Cullin/Ring finger complexes are a major class of ubiquitin ligase that facilitate the ubiquitin-mediated proteolysis of substrates. The human Cul2/VCB complex was the first CUL-2/RING finger complex identified. It contains Cul2, Elongin C, Elongin B, Rbx1, and the substrate recognition component (SRC) VHL. VHL has a BC-box motif that is required to interact with Elongin C and B. The CUL-2/VCB complex is conserved in C. elegans. However, the inactivation of VHL-1 does not produce any obvious phenotypes. In contrast, loss of CUL-2 produces a host of phenotypes, including: defects in chromatin condensation that leads to the formation of multiple nuclei, unequal DNA distributions, and DNA bridges in
cul-2 embryos; a delay mitotic timing; defective meiotic progression; a G1 phase arrest, and cytoskeletal extensions/blebbing in the embryo. The discordance between the
cul-2 and
vhl-1 phenotypes suggests that C. elegans CUL-2/RING finger complexes contain other SRCs in addition to VHL-1. In humans, three SRCs have been identified in CUL-2/RING finger complexes and all of these contain BC-box motifs to allow interaction with Elongin B and elongin C. C. elegans CUL-2/RING finger SRCs are therefore also likely to contain BC-box motifs. To identify potential CUL-2/RING finger SRCs, we screened the C. elegans genome for genes that encode BC-box motif proteins and identified 1058. We believe that the degenerate BC-box motif would produce a large number of false positives.

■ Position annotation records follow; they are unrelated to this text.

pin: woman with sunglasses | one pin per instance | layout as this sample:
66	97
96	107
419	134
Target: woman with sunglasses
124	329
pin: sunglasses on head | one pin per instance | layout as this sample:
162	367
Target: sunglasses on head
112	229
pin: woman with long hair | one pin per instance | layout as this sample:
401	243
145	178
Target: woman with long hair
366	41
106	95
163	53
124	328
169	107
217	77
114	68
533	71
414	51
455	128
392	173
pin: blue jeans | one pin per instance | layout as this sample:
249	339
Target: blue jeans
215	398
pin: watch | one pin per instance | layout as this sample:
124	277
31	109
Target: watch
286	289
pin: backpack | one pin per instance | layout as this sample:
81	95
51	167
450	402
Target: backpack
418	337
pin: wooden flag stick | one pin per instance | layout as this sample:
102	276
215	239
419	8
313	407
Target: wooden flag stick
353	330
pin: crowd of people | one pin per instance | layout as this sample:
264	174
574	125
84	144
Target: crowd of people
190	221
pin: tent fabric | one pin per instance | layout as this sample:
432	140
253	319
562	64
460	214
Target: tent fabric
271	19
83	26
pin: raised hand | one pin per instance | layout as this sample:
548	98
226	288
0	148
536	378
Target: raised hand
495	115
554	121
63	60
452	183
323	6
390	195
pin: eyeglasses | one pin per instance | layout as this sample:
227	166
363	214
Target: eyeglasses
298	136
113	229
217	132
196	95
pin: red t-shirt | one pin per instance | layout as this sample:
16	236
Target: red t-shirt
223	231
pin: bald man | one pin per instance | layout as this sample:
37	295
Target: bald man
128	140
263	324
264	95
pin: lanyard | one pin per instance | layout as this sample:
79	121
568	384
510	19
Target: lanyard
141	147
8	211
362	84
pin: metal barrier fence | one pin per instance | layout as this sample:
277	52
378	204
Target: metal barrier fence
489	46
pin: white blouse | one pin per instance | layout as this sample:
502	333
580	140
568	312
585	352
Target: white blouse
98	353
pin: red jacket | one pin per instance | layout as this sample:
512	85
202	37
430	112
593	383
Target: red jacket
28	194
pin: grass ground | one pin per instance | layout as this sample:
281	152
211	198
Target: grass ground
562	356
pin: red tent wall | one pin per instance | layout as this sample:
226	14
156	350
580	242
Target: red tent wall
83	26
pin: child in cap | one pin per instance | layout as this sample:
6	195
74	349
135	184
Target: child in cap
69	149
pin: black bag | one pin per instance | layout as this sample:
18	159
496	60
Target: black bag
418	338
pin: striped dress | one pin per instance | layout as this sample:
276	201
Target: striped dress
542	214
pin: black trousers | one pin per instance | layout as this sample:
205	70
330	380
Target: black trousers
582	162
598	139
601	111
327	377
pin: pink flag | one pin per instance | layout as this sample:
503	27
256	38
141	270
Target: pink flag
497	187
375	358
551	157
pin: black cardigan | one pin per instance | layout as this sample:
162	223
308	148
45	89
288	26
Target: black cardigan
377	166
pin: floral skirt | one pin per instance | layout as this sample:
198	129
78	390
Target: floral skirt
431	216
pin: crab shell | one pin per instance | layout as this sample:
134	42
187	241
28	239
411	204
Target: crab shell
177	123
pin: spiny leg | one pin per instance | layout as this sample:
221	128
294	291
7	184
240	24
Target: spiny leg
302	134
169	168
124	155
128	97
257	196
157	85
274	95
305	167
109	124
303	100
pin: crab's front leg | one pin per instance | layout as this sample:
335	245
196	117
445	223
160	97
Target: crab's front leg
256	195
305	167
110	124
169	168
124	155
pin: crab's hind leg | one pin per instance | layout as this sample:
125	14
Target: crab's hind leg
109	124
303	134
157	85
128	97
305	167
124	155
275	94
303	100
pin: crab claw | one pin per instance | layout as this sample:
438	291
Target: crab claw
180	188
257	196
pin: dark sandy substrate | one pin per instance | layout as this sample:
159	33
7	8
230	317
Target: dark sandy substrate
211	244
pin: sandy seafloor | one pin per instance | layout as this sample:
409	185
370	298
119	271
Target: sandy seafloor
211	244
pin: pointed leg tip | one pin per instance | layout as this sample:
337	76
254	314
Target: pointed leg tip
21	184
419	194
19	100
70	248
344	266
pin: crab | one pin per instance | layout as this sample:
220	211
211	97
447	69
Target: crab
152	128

To narrow the list of BC-box candidates to test, we employed two criteria: first, genes that produced embryonic or larval arrest phenotypes in large-scale RNAi screens that did not have known biochemical functions; and second, BC-box proteins with a second protein binding domain (to allow the binding of substrates). We identified 13 genes in the first category and 12 genes in the second category. We tested whether the inactivation of these genes by RNAi produced aspects of the
cul-2 mutant phenotype, as this would suggest the possibility that they functioned in particular CUL-2-dependent processes. We observed the following RNAi phenotypes: RNAi of six of the BC-box genes produced embryonic arrest; three produced an L1 larval arrest, and the other 16 genes had no visible RNAi phenotypes. Two of the embryonic arrests produced multi-nuclei and, of these, one appeared to have a failure of chromosome condensation, similar to that observed in
cul-2 mutants. Two of the L1 stage arrest RNAi phenotypes had fewer, larger hypodermal cells with 2n DNA content suggesting a G1 phase arrest, similar to
cul-2 mutants. We are currently testing these three genes for physical interaction with Elongin B and Elongin C, and CUL-2.